By: Sophia Burick | Editor in Chief
April 20, 2020
What do you think about when you hear the phrase “existential crisis”? Sadness? Lack of fulfillment? A middle-aged man with a few too many cars?
What it really comes down to is finding yourself living a life that lacks inherent purpose or meaning.
That sounds scary, but existentialism isn’t really that bad. Existentialist theory promotes the idea that the world has no inherent meaning (not to be confused with nihilism, which states that nothing has any meaning at all). This means that, according to the Cambridge Dictionary, “each person is …completely responsible for their own actions, by which they make their own character.” In that sense, existentialism just tells us that it’s up to us to decide what is meaningful to us and follow that path.

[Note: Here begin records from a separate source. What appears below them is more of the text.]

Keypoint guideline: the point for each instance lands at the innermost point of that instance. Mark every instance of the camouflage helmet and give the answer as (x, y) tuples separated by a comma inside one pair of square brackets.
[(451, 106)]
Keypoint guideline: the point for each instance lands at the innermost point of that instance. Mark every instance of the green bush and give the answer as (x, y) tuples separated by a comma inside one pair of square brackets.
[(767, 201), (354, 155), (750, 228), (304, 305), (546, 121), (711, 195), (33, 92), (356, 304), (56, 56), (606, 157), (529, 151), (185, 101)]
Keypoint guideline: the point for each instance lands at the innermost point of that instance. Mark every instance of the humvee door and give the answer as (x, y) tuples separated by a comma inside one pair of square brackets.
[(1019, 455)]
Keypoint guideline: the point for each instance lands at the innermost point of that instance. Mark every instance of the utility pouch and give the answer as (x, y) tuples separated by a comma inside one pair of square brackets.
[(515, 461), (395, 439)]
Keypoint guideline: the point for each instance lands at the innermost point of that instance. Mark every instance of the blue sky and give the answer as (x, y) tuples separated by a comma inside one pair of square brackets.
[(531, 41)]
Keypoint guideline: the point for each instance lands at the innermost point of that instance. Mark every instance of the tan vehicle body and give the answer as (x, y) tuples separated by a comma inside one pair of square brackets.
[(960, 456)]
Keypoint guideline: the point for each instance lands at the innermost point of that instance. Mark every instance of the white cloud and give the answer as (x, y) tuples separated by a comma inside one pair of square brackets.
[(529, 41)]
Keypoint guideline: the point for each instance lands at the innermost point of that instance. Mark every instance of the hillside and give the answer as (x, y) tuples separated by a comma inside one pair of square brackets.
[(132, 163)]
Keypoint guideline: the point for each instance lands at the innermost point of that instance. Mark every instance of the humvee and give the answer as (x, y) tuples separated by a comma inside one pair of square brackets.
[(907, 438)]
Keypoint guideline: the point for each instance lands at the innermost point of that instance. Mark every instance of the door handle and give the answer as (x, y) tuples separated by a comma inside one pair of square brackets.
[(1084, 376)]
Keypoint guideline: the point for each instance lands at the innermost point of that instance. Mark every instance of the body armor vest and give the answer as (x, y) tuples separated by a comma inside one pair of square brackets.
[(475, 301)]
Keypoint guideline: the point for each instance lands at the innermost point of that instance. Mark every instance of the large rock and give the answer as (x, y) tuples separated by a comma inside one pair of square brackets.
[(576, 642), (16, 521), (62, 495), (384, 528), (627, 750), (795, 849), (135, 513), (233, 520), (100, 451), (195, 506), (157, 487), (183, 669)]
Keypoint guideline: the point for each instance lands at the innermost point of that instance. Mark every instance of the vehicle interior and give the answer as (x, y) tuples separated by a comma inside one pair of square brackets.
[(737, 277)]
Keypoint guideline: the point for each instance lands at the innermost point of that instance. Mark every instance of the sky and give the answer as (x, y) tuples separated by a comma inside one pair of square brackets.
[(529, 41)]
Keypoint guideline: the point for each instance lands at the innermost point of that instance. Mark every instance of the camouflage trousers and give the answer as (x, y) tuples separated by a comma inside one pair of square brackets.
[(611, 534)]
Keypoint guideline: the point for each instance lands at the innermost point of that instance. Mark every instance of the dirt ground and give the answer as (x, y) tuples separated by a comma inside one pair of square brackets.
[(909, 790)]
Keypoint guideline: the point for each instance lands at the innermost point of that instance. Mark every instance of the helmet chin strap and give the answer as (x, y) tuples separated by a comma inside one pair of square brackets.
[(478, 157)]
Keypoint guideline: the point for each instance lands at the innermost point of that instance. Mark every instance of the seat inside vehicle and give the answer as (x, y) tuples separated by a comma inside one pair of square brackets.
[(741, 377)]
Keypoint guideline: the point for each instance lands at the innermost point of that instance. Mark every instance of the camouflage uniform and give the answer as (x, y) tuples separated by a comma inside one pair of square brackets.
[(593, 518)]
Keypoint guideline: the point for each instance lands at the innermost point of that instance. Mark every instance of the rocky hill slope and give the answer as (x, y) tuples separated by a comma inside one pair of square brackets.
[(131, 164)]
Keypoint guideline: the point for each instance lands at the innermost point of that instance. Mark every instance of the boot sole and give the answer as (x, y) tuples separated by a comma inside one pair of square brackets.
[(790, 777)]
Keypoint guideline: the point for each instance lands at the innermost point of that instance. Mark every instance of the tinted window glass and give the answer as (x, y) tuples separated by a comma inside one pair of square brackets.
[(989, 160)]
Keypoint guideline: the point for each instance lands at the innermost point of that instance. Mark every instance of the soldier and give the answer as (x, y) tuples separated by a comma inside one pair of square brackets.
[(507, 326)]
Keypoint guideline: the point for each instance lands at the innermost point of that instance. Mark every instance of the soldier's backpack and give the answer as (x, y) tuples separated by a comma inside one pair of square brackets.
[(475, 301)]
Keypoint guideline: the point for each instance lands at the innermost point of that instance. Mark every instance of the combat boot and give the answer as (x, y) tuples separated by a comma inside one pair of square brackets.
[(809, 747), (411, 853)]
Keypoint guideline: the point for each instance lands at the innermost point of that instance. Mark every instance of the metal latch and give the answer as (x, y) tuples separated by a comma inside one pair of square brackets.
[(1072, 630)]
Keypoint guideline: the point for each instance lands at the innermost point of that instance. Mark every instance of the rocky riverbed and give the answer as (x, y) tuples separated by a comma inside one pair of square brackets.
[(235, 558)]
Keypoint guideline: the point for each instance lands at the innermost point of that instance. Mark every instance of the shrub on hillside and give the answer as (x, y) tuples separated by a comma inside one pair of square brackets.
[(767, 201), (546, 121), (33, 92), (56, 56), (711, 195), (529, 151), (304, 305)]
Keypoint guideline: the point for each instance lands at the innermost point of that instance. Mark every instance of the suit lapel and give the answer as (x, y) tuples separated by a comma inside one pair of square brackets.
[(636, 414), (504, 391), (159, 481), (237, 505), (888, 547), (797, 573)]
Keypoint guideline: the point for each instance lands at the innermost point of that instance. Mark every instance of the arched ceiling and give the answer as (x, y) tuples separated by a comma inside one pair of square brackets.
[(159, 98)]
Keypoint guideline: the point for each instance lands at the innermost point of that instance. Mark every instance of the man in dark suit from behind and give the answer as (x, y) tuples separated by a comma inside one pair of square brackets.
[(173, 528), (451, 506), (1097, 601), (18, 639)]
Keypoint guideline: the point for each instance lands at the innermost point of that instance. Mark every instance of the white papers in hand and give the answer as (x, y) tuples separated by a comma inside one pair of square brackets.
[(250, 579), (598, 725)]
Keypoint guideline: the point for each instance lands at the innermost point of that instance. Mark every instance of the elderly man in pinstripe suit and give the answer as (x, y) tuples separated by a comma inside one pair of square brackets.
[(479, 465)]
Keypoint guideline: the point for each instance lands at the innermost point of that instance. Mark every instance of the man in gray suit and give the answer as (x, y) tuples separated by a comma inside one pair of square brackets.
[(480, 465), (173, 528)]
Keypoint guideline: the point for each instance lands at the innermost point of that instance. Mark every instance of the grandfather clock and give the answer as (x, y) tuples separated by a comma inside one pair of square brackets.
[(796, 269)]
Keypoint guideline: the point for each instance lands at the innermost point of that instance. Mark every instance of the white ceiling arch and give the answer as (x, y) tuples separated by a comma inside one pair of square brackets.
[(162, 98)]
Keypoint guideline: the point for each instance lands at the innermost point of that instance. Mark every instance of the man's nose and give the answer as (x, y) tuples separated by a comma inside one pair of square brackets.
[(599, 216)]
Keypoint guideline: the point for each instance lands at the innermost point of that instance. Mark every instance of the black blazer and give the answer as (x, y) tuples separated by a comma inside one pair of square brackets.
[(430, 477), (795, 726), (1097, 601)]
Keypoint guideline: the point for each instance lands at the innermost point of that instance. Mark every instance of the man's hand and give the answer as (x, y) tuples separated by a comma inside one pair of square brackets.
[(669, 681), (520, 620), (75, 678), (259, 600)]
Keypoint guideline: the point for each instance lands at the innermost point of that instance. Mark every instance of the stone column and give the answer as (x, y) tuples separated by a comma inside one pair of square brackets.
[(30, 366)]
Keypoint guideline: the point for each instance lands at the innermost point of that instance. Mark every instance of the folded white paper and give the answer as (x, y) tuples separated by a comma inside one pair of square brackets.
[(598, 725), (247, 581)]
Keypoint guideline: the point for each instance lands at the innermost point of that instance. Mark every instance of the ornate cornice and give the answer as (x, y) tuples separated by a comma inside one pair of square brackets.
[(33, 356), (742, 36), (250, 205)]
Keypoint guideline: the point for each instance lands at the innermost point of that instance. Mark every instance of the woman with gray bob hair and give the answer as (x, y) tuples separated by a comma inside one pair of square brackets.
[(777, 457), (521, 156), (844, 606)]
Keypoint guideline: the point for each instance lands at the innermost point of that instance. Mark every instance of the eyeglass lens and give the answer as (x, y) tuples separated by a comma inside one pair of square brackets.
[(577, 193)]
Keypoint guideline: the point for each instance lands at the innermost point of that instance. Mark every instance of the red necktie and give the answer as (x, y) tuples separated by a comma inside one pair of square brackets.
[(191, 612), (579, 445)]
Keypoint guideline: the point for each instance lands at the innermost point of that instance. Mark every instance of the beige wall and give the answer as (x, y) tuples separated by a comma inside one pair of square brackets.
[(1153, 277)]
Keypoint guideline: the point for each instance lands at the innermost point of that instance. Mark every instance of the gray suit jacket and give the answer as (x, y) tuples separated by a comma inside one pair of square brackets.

This outlook is incredibly relevant to our present situation. Many things that society has long heralded as indicators of our meaningfulness and purpose—like working productively, succeeding in a sport, or going to church—have been made impossible. I, and I know many others, have found myself spending hours of each day of lockdown sitting at home doing nothing productive. This situation has led many people to have a small existential crisis—if we’re not doing the things society has traditionally deemed meaningful, is there any purpose to our lives?
The answer is yes. Existentialism is all about embracing your own standards of what makes you feel meaningful and purposeful, not society’s. And I think that we all have to spend some time in this lockdown reconsidering how we should define our personal meaning and purpose. Instead of valuing how high your income is, value how much time you spend with your family. Instead of valuing your work productivity, value your ability to pursue hobbies and passion projects. We can find an incredible amount of meaning in this time if we just find inspiration in the flexibility of existential meaning.
The deeper issue is the meaning that each of us subconsciously place on subjective fulfillment, or the achievement of arbitrary goals we set for ourselves that are often influenced by society’s standards, like getting into your dream college, landing the perfect job, and making a certain salary. While these goals can be motivating, they fail to account for the wonderful meaning that we can find in the process toward these goals. Focusing on subjective fulfillment discourages us from finding beauty and meaning in the little things—the little things that are keeping us going during this unprecedented quarantine.
“I keep setting goals for myself again and again and again and it feels like an endless struggle leading to what; Subjective fulfillment serves as a temporary distraction” then-high school senior Siddharth Gupta said in his TED talk “Confessions of An Existential Nihilist.”
I completely agree. If this pandemic has taught us anything, it’s that the runaway train of life has no consideration for the subjective goals we set for ourselves and find meaning in—in a matter of weeks, my plans have changed from enrolling at my dream university in the fall to taking a gap year with little to no plan for the next twelve months. So, it’s up to us to find meaning along the way, whatever way that is, by embracing the chaotic beauty of existentialism.